The LoveLife Blog: guidance on mindful, bodyful, soulful loving!

Trust Your Body

#89: Trust Your Body

Jacqueline Hellyer - Tuesday, January 14, 2014



We’re not brought up to have faith in our bodies these days. Pharmaceutical companies get rich by making us feel our bodies can’t heal themselves; fashion and beauty companies get rich by making us feel our bodies aren’t attractive enough.

While of course modern medicine is a wonderful thing, and looking good is great too, the problem is when we become dependant on these external agencies to make the judgement for us, rather than trusting out body to let us know what it needs.

The more in tune with your body you become the more you can trust it and the freer and more confidant you will feel.

This is essential for quality sex. Sex more than anything else requires you to let go and trust your body to feel and respond.

So you need to train your body in other parts of life to be able to trust itself, so you can bring that empowered connection and intuitive feeling into your lovemaking.

If you’re feeling unwell, tune in to what your body needs rather than automatically taking the painkillers or cold and flu tablets. If you’re depressed or anxious, really check in to what your body is telling you, rather than automatically taking anti-depressants.

If you want to get fit and healthy, trust your body as to the type of activity and intensity of activity that it needs. Don’t assume you have to be in agony to get fit. An intense workout may be more damaging than a long walk in a beautiful setting. To find out which is better - ask your body.

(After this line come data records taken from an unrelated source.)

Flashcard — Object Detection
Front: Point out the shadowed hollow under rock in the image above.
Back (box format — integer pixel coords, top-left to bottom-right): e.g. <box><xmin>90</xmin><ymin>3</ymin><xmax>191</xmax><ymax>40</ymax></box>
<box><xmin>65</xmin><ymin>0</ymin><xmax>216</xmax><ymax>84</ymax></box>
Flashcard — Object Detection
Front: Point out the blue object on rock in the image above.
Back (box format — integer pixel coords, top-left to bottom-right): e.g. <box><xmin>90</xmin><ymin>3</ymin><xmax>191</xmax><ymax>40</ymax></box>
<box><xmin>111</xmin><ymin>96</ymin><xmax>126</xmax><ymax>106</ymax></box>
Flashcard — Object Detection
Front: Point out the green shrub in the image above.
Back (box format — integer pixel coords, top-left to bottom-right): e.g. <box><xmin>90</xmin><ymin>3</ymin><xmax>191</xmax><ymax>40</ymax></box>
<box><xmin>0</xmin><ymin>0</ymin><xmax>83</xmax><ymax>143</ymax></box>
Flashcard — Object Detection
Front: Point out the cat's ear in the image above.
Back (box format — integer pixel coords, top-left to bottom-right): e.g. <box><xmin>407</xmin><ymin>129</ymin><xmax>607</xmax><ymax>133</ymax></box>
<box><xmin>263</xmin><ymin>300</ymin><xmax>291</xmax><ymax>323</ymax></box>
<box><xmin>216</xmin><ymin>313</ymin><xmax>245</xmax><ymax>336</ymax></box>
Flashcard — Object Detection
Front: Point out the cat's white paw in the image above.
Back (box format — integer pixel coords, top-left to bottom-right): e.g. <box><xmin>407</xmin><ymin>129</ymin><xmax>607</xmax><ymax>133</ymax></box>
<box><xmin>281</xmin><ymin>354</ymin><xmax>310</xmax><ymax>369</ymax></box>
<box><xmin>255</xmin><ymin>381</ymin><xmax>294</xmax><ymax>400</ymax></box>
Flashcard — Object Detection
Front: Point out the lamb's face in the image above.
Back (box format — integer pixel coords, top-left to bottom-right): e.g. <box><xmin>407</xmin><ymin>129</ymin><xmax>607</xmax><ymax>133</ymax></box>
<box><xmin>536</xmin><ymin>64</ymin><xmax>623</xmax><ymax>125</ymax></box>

Before you spend a fortune on the latest fashion trend or cosmetic treatment, check in with your body to see if it really will make you look and feel better.

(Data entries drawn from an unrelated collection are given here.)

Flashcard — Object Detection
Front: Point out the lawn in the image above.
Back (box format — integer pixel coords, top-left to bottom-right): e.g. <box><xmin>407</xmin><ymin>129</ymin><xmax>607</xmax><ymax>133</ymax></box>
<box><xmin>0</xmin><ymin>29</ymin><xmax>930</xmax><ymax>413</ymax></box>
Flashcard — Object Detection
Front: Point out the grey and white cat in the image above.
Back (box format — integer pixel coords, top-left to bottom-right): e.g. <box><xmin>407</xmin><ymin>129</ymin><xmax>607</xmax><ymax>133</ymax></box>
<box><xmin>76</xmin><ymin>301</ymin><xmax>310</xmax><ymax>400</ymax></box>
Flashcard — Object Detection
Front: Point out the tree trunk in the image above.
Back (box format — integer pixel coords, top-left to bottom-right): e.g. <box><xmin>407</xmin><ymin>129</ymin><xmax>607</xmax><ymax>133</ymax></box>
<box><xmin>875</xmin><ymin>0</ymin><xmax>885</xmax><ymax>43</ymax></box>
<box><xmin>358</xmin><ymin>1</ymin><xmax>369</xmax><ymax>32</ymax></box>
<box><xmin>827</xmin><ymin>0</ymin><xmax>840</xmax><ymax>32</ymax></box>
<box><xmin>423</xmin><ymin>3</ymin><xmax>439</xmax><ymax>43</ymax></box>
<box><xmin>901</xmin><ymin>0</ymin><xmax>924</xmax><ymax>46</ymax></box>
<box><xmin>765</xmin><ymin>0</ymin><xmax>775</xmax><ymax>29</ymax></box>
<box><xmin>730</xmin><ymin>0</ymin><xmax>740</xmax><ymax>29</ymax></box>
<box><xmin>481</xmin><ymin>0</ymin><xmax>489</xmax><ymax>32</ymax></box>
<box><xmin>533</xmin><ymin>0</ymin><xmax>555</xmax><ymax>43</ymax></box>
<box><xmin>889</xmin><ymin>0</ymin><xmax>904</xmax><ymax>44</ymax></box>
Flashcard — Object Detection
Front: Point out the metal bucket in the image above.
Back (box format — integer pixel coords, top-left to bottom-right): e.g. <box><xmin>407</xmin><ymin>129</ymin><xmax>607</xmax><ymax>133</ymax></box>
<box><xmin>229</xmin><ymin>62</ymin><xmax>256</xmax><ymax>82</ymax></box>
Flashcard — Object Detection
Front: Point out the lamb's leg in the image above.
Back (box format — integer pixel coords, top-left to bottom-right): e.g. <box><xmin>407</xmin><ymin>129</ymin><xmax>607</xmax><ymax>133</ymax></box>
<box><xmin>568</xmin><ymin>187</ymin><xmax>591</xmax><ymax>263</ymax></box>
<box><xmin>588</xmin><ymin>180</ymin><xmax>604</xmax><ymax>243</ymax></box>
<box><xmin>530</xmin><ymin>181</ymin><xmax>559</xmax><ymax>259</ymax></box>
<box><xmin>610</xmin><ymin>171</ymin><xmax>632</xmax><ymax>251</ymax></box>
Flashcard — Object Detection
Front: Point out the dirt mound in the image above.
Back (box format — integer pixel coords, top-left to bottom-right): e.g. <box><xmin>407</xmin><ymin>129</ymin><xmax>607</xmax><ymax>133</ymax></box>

Once you’ve developed this strong body connection and can trust your body, then you’ll know whether the medications or activities or beauty treatments are going to be good for you. There’s nothing wrong with any of these things, they are all beneficial when used well.

As I so often say, it’s not what you do but how you do it. Where is the motivation coming from? If it’s from fear or lack of confidence or blind trust in authorities/media/whatever, then that’s a problem. If it’s a considered and conscious choice, that’s great.

So, back to sex: the more you trust your body, the more in tune with it you become, the better the sexual experience. Men become more connected to their penises, with less angst around ‘performance’, women become more aware of boundaries and improve their ability to let go and enjoy, and both become more able to sync in with each other. You get out of your head and into your body and the whole experience flows.